The Fred Ladd/Norm Prescott/Bernard Evslin screenplay is based on L. Frank Baum’s The Marvelous Land Of Oz if somewhat loosely since that book had a male protagonist, replaced by Dorothy here.  Though not in the most vibrant color (and who can compete with that old dye-transfer Technicolor form the ’39 film?) Filmation ever made, it is some of the better color they used and went for a storybook look.  That was not bad, though the other styles (theirs, some of Disney’s) may not have meshed for most and then there are those who only want to see the ’39 film and no others.  That is understandable, but not fair to this film, which deserves a fresh look 30+ years later.

 

While the 1939 film had only a few songs, The Wiz and this film are more outright musicals, Sammy Cahn and James Van Heusen wrote the songs while Walter Scharf (veteran of Mr.
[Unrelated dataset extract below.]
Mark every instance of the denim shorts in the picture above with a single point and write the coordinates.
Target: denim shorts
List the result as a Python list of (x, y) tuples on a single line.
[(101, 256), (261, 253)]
Magoo cartoon shorts who also wrote the title song for Ben) did the music and orchestration.  Songs like A Faraway Land, If You’re Gonna Be A Witch – Be A Witch, That Feeling For Home and An Elephant Never Forgets are more memorable and interesting than expected, if not classics.  Between them and some very good, enthusiastic voice work, the film is very watchable and material so good that it could work today if remade as a live action feature.  It may be rough in spots, but no follow-up to the ’39 Oz ever has worked as well and pretty much never will.

 

The 1.33 X 1 image is a little softer than usual and was either shot soft matte (meaning this would be the full frame that you could letterbox any way you wished to 1.85 X 1) or is a tunnel vision print.  From a 16 X 9 zoom-in, it fortunately looks like the former.  Colors can be good and are consistent enough, but the style of animation has aged a bit.  The Dolby Digital 2.0 Mono is not as full as expected either, though I wondered if the vinyl record soundtrack was both stereo and the same recordings as those in the film?  If stereo, they should have been added in an upgrade.  If alternate recordings, why not an isolated track with them?

 

Extras include DVD-ROM access to music sheets and the first draft of the screenplay, stills, The Bill Cosby segments taped for TV where he plays The Wizard Of Oz in a hot air balloon, two trailers for this film, 14 for other Filmation releases on or coming to DVD, sing-a-long on four songs, on-cameras interview pieces with Lou Scheimer, Hal Sutherland & Fred Ladd and a feature-length audio commentary with the makers hosted by Andy Mangles with Irving Kaplan, Scheimer, Sutherland and Ladd.

 

Yes, another well-rounded Filmation DVD from BCI!  Be sure to catch it.